Guys, it’s been a whole month since I’ve last posted.
I have to be completely honest and let you know that I feel guilty not being on here and posting. When I think about how excited I used to be when I would think of a great post or submitting a piece every thursday, it makes me a little sad knowing that this is where AlMe has ended up.
My life, filled with all it’s crazy circumstances, has really stepped in the way of a lot of the routines I once had.
The honest truth of the matter is, I feel really uninspired, emotionally drained, and mentally worn out. All of which have been brought to these states because of life circumstances.
I can’t really blame what happens in my life on me not posting.
The last few weeks and months have really left me thinking “What is my life about?” just about every waking second. I want to do more with my life and my talents, and I know that where I am at right now is not doing it for me.

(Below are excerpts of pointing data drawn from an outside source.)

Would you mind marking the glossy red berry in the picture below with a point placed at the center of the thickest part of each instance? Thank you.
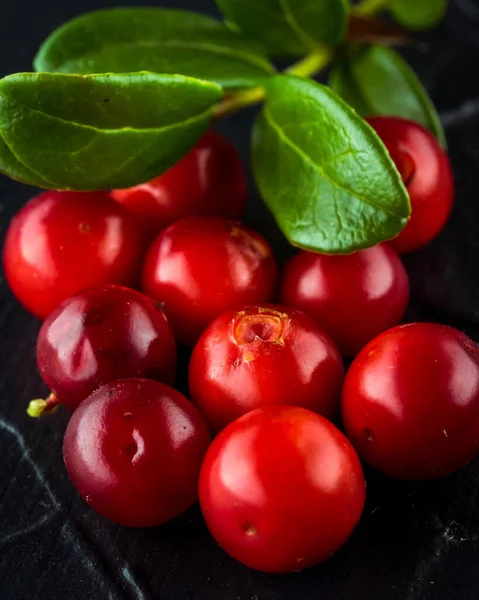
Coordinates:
(411, 401)
(63, 242)
(354, 297)
(201, 266)
(427, 175)
(210, 179)
(260, 356)
(100, 335)
(133, 450)
(281, 489)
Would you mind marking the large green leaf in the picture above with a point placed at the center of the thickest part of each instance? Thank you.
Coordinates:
(158, 40)
(323, 172)
(418, 14)
(290, 26)
(88, 132)
(377, 81)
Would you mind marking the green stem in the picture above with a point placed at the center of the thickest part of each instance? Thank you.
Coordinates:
(312, 63)
(238, 101)
(368, 8)
(307, 67)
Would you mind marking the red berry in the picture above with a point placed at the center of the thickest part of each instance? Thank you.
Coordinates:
(210, 179)
(201, 266)
(133, 450)
(427, 175)
(63, 242)
(260, 356)
(100, 335)
(354, 297)
(411, 401)
(281, 489)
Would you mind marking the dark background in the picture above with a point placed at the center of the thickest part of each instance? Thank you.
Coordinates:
(415, 541)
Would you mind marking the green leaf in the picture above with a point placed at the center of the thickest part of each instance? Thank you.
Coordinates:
(323, 172)
(158, 40)
(290, 26)
(377, 81)
(418, 14)
(90, 132)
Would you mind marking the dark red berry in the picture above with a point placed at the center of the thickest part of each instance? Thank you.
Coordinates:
(201, 266)
(134, 449)
(63, 242)
(100, 335)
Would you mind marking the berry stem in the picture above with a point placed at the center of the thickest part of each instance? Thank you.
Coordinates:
(40, 407)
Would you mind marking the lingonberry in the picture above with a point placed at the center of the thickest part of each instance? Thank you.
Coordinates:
(63, 242)
(427, 175)
(354, 297)
(281, 489)
(411, 401)
(264, 355)
(201, 266)
(133, 450)
(97, 336)
(210, 179)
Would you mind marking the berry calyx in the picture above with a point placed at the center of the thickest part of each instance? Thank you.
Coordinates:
(264, 355)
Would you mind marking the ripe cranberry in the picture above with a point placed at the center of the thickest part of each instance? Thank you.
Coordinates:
(281, 489)
(62, 242)
(427, 175)
(100, 335)
(264, 355)
(210, 179)
(133, 450)
(411, 401)
(201, 266)
(354, 297)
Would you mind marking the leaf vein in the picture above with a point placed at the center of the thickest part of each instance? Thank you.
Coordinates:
(318, 167)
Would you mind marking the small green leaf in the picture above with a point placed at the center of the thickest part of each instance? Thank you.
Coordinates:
(418, 14)
(158, 40)
(90, 132)
(290, 26)
(377, 81)
(323, 172)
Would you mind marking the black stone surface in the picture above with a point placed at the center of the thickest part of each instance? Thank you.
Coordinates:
(415, 541)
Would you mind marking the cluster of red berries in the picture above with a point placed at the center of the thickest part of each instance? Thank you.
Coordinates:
(280, 487)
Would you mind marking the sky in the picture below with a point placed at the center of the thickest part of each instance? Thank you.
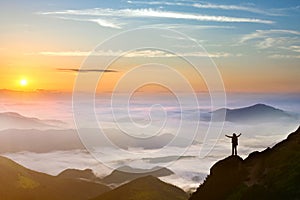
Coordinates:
(254, 44)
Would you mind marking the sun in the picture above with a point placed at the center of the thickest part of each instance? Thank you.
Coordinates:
(23, 82)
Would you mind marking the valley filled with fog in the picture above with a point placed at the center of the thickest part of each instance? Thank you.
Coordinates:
(39, 131)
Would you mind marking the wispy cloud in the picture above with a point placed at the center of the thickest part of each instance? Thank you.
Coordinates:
(204, 5)
(152, 13)
(187, 26)
(85, 70)
(264, 33)
(151, 53)
(283, 43)
(284, 56)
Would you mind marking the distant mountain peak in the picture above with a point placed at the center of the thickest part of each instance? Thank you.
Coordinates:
(253, 114)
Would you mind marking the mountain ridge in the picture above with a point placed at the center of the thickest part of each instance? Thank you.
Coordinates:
(271, 174)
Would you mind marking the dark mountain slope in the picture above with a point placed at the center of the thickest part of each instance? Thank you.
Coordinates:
(271, 174)
(145, 188)
(17, 182)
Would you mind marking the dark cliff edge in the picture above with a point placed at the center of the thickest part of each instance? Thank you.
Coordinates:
(271, 174)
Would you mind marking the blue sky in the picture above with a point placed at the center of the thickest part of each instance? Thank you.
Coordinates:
(260, 36)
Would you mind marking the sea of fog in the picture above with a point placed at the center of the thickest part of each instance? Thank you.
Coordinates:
(198, 144)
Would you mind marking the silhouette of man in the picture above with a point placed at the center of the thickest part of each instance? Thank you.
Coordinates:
(234, 142)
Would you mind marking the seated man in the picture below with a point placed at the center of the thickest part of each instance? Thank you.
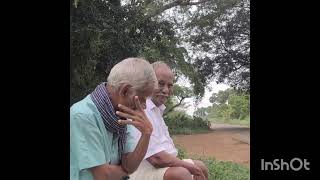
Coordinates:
(101, 145)
(161, 162)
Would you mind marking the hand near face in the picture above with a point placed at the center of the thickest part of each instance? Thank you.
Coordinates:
(137, 117)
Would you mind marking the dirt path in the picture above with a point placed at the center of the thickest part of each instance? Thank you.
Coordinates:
(225, 142)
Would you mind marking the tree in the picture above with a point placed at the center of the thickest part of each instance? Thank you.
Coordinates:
(180, 94)
(222, 96)
(209, 42)
(239, 105)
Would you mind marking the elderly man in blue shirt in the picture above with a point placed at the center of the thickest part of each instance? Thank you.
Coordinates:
(101, 141)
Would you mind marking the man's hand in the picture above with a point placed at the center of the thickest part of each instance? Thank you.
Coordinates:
(137, 118)
(195, 171)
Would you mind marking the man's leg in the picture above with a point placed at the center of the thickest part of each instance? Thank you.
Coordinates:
(177, 173)
(202, 166)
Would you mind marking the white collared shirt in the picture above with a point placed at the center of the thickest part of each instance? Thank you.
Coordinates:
(160, 139)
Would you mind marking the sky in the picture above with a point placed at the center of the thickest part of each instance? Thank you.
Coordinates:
(214, 88)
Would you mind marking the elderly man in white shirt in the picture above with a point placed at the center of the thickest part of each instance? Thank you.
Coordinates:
(161, 162)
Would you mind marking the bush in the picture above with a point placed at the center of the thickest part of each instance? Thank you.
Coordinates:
(181, 123)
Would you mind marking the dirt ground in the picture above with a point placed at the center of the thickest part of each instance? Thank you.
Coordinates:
(225, 142)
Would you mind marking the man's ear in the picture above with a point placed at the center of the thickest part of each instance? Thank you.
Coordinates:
(124, 89)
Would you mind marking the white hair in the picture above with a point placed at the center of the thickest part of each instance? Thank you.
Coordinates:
(134, 71)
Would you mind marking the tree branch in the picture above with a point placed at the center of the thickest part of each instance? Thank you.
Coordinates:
(173, 4)
(172, 108)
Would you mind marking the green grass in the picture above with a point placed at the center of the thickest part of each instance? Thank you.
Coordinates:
(223, 170)
(219, 170)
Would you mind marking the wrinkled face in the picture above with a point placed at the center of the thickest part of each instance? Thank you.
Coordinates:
(127, 97)
(165, 85)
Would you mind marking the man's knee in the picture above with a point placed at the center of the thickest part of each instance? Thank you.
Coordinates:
(202, 166)
(177, 173)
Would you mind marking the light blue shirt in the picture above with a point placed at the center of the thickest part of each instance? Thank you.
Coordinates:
(90, 143)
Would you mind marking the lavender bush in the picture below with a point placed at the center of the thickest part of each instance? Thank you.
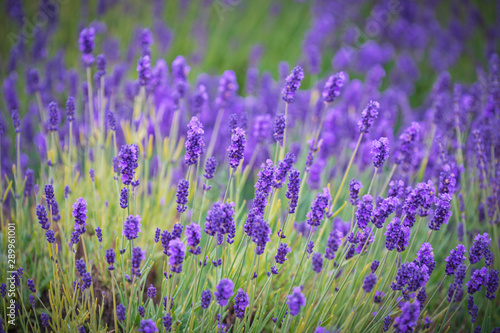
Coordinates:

I am truly thankful for where I am now, but I feel the deep burn and longing for something more.
Finding my life purpose I swear will be the one topic that I’ll keep coming back to and writing about. Right now discovering what that may be is THE most important thing I have to figure out.
Whether it’s being in the gym trying to get the body of my dreams or writing a review for a personal development program, whatever it COULD be, I know that I will NEVER stop looking until I find it. If you are in a position like me, please do not stop searching my friend. I really feel that when I discover what it is, it will be huge and what I’ll be able to give back will be HUGE! That’s why it’s taking me so long to find it right?
It can be exhausting when each new thing you do, you think ‘could this be it?’ and it never is. My own advice to you and myself: do not give up! I have my entire life to figure it out, but if I stop now, I will never find it. Each experience leads to the next and someday that next will be it.
I want to say that I will be on here more updating, but I really don’t know. Maybe I’ll at the very least write more about this time in my life. I imagine anyone seeking life fulfillment goes through this point… and if there isn’t, I know there are people out there going through exactly what I am. Hang in there! We’re in this together!!